Con algún simplismo, habrá quien pretenda disfrazar
estas cuestiones para intentar despolitizarlas. Ahora bien, si no fueran
políticas, ¿qué hace acá el monarca español presidiendo un congreso que tendría
que tener como únicos intervinientes a filólogos, lingüistas, lexicógrafos,
escritores, traductores y profesores de lengua? ¿Preside el rey los congresos
de los dentistas, de los tintoreros o los de los reposteros? Claramente, no,
porque los intereses que hay en juego cuando se trata de la lengua son otros.

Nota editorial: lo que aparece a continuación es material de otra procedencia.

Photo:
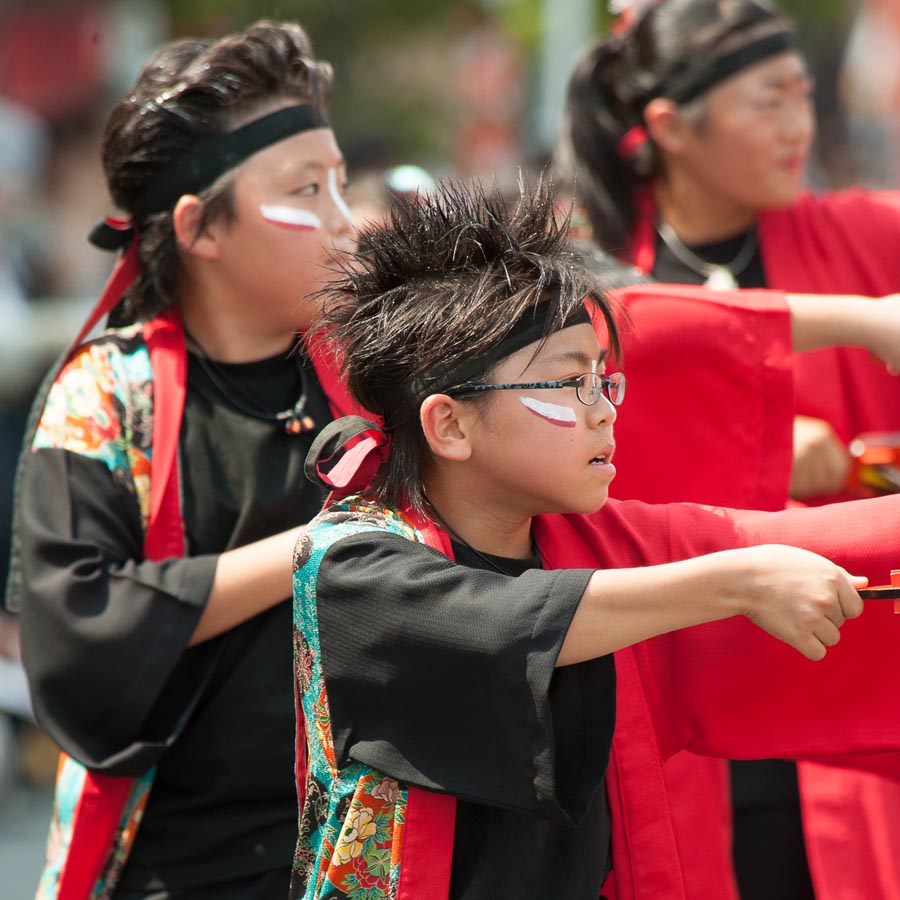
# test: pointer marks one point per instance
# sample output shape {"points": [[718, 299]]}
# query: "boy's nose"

Lo sabemos desde Antonio de Nebrija, quien les dijo a los reyes católicos que
sin una gramática no podrían conquistar América, algo que esos mismos reyes
hicieron a costa de 9 millones de indígenas muertos, según las estadísticas de
Tzvetan Todorov.
Y aquí conviene recordar que España ha
adscripto la lengua castellana a la “Marca España” –disimulada ahora con la
denominación “España Global”–, y que, como eso no ha cambiado de los gobiernos
de izquierda a los de derecha, no queda otro remedio que pensar que se trata de
una cuestión de Estado y, si no me equivoco, el rey es el funcionario vitalicio
que representa al Estado español. Y cuando uno se pregunta por qué todo esto,
aparece súbitamente la economía: la lengua considerada como bien de consumo a
través de diccionarios y gramáticas generados por la Real Academia Española,
cursos y métodos de evaluación impulsados por el Instituto Cervantes, libros
publicados por las multinacionales españolas, exámenes cobrados a través de los
buenos oficios de Telefónica de España y, lo más odioso, las correcciones
gratuitas de la FUNDEU (Fundación del Español Urgente), que, como todo el mundo
debiera saber, son el fruto del acuerdo y
participación del banco BBVA (Banco Bilbao Vizcaya) y la Agencia EFE.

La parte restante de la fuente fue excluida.